Since the iPSCs were successfully generated from human hair follicular keratinocytes, future work should focus on generating iPSCs-derived HHFK using relatively safer method to eliminate transgene integration into host genome. This safer cell source represents valuable cells for clinical use and most importantly, generation of patient-specific cells. These autologous cells can be used for the patient with less issue of rejection. In contrast, using hESC-derived cell source for transplantation will result in tissue rejection (De Almeida et al., 2013). With the improvement in the differentiation protocol, keratinocytes can be derived from the patient’s iPSCs. This keratinocytes source represents a valuable source for in vitro hair cloning and used to treat hair balding or for grafting of burn patients.
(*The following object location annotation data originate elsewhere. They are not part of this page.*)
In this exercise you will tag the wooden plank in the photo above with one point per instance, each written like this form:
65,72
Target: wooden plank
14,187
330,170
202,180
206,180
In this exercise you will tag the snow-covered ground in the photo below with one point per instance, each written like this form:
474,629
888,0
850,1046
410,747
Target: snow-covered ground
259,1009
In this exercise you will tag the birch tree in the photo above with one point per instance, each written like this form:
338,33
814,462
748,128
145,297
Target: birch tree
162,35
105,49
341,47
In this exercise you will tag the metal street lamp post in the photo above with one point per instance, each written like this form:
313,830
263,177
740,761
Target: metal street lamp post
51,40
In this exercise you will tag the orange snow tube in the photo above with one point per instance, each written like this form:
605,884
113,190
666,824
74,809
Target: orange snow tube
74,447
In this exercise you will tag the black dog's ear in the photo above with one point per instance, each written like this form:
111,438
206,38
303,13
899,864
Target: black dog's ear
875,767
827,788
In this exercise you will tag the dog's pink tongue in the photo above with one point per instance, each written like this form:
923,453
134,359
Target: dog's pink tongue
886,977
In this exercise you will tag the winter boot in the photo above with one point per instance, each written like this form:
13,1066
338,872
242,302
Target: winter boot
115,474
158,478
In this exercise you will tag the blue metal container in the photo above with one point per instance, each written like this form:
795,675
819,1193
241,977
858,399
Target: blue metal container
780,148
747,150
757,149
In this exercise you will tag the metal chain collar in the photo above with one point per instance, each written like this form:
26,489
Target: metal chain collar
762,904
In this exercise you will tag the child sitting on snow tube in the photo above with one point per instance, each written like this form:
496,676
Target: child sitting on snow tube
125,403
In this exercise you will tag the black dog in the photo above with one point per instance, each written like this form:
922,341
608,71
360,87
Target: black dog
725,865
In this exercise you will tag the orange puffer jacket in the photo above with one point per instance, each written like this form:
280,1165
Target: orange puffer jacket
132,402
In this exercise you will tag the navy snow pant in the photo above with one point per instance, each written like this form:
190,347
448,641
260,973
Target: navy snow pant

In conclusion, iPSCs have been successfully generated from HHFKs using retroviral transduction method. The four transcription factors used were OCT4, SOX2, KLF4, and C-MYC. The iPSCs generated expressed hESC markers such as TRA-1-60, TRA-1-81, SSEA4, OCT4, SOX2, NANOG, LEFTY, and GABRB. The iPSCs were able to be differentiated in vitro to form the embryonic three germ layers, namely, ectoderm, endoderm, and mesoderm. From the HHFK-derived iPSCs, it was able to be differentiated into keratinocytes expressing CK14. The differentiated keratinocytes from iPSC could represent a new valuable source for in vitro hair cloning or use to treat hair balding or for grafting in burn patients.